Kohl’s “A Team” which is a part of their “Kohl’s Cares for Kids” program came and wrapped presents for Jamie’s Smiles.  They spent many hours helping us wrap gifts, not to mention all the time that they helped us in making our purchases, the discount that they gave us on everything and contribution that they have requested from their corporate giving program!  MANY THANKS Kohl’s on 26 Mile in Shelby Township!!!  As always, your support and generosity are GREATLY APPRECIATED!

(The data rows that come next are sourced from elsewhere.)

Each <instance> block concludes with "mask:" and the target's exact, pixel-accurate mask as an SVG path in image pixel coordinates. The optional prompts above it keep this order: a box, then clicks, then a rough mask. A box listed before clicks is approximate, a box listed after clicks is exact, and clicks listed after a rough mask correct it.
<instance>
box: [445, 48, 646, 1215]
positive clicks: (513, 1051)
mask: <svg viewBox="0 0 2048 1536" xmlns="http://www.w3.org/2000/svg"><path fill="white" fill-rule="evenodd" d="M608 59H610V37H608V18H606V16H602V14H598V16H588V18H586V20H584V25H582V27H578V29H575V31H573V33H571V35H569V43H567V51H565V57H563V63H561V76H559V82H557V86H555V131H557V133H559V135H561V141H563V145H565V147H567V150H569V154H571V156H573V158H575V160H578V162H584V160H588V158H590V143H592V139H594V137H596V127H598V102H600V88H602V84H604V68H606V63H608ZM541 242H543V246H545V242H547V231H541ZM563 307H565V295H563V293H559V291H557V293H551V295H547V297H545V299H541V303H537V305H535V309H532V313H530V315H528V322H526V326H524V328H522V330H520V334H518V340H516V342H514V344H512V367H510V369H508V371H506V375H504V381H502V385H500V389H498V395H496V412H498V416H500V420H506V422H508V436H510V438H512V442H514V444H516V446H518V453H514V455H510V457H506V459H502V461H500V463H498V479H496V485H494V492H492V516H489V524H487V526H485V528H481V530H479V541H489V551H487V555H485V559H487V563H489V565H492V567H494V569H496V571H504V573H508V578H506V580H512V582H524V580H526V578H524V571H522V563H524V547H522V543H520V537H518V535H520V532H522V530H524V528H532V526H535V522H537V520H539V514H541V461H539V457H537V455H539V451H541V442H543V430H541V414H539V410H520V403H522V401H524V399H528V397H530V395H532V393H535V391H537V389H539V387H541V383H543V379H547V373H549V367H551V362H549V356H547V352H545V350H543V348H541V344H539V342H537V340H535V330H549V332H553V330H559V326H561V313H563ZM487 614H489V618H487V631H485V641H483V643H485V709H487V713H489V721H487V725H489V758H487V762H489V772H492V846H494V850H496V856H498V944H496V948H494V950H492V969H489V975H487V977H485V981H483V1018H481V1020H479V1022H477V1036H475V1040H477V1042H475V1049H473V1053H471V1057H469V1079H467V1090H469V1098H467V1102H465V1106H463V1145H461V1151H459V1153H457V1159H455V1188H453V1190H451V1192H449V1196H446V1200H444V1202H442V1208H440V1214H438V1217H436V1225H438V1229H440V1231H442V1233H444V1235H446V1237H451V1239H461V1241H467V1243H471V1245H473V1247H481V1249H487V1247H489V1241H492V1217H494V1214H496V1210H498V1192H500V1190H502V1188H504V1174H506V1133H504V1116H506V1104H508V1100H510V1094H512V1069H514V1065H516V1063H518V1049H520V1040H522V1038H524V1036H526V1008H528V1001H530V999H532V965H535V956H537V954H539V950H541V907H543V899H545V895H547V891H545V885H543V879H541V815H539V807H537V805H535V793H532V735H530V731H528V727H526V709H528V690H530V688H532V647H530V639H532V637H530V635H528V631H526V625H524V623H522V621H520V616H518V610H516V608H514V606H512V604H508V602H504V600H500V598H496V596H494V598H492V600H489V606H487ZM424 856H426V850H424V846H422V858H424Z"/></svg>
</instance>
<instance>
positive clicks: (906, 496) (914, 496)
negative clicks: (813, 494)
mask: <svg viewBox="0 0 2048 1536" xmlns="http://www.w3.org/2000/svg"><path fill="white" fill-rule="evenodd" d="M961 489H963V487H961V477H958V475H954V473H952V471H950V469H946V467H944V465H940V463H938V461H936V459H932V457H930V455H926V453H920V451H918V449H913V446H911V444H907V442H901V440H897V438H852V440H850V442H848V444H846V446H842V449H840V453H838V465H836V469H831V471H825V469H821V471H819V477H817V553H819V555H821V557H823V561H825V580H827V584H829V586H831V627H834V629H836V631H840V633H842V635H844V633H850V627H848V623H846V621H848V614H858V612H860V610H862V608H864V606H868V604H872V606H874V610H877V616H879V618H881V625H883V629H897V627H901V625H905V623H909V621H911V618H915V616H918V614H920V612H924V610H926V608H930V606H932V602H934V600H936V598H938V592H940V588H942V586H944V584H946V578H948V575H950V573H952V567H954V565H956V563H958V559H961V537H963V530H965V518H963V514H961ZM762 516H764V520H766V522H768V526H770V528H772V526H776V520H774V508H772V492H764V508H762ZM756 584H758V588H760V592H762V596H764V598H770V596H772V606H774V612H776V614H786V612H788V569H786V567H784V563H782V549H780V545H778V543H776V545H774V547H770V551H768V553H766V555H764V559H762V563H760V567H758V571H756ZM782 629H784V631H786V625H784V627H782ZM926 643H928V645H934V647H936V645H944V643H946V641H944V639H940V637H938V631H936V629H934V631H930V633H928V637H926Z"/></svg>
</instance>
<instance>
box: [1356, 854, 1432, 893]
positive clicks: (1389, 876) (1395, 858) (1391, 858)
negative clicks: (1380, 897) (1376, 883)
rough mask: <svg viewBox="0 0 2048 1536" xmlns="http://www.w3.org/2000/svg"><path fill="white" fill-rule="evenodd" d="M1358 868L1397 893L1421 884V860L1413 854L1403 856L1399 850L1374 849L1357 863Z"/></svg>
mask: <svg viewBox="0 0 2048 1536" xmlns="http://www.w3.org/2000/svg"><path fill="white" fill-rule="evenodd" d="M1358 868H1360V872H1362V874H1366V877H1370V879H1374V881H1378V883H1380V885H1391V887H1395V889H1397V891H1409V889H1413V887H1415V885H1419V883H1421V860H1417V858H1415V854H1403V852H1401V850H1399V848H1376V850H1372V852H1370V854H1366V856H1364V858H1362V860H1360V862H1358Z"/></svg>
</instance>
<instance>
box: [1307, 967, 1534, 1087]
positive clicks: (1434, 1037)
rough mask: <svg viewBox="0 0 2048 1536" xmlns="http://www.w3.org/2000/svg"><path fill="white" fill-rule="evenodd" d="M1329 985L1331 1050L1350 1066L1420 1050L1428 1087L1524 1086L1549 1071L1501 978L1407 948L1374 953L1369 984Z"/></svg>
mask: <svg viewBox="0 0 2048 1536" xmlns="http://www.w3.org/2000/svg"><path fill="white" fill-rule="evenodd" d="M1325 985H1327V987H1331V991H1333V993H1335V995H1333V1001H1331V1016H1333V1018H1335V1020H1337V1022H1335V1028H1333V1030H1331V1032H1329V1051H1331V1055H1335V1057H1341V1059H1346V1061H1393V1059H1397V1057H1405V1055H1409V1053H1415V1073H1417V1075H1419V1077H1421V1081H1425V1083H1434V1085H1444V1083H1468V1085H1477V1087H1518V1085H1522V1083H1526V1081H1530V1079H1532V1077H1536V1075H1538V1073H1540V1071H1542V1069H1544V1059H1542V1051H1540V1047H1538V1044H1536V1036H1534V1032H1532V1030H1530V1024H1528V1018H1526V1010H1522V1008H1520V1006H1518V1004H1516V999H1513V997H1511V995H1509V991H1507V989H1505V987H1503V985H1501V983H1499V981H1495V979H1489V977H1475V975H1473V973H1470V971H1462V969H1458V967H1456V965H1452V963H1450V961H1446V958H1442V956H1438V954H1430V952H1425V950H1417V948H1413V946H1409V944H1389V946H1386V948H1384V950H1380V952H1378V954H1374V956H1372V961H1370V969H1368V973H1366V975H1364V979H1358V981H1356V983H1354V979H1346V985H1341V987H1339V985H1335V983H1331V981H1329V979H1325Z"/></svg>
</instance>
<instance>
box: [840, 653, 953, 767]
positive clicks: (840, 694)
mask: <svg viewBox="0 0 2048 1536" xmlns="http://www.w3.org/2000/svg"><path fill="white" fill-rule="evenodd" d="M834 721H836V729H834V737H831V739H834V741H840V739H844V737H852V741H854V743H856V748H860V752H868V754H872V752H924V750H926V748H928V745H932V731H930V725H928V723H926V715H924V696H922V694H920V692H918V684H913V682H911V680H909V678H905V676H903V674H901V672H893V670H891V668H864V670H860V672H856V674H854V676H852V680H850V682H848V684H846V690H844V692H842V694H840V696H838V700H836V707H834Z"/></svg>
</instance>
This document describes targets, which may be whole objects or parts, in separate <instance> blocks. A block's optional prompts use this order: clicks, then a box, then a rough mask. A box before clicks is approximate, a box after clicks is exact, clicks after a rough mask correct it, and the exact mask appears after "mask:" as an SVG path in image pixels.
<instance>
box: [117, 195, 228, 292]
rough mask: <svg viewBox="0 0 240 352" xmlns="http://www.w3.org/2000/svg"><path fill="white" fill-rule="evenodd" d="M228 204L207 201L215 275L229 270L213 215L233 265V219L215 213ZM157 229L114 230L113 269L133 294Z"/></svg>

Your generosity made it possible for us to supply the following items to our families:


·  Coats and a pair of snow pants for each child

·  2 sets of hats, mittens/gloves for each child

·  Two pair of pajamas for each child

·  At least four winter clothing outfits for each child

·  Several sets of socks

·  A pair of shoes & a pair of winter boots each

·  An arched play mat

·  A swing

·  An exersaucer

·  2 push behind/ride on toys

·  2 sets of crib sheets per baby

·  One set of bed sheets for all older children/adults

·  At least three learning toys per child

·  At least 3 books for every child

·  A devotion book for each child

·  Several small stocking stuffer items for each child

·  Cases of diapers & wipes where needed


·  A winter coat each where needed

·  Hats, scarves and gloves for each parent

·  A pair of pajamas for each parent

·  Three winter clothing outfits each

·  A pair of shoes each

·  A pair of boots each

·  Socks

·  Sheets for all families

·  Comforters for two families

·  Blankets for all people in families

·  2 toothbrushes and floss for everyone in families

·  Personal care products such shampoo and soap

·  Several small stocking stuffer items each

·  Approximately $300 in food gift cards

* Please note that this list is NOT comprehensive

We also had a number of donated items that were miscellaneous sizes or were duplicates for our families.  We gave these items to MIPP to distribute to other needy families in the program.  MIPP had to use a commercial size truck and an additional van to pick up our donations and take them back to their facility to distribute to the families.


To every individual and organization involved this year…From Jamie’s Smiles and 28 people in our Adopted Families!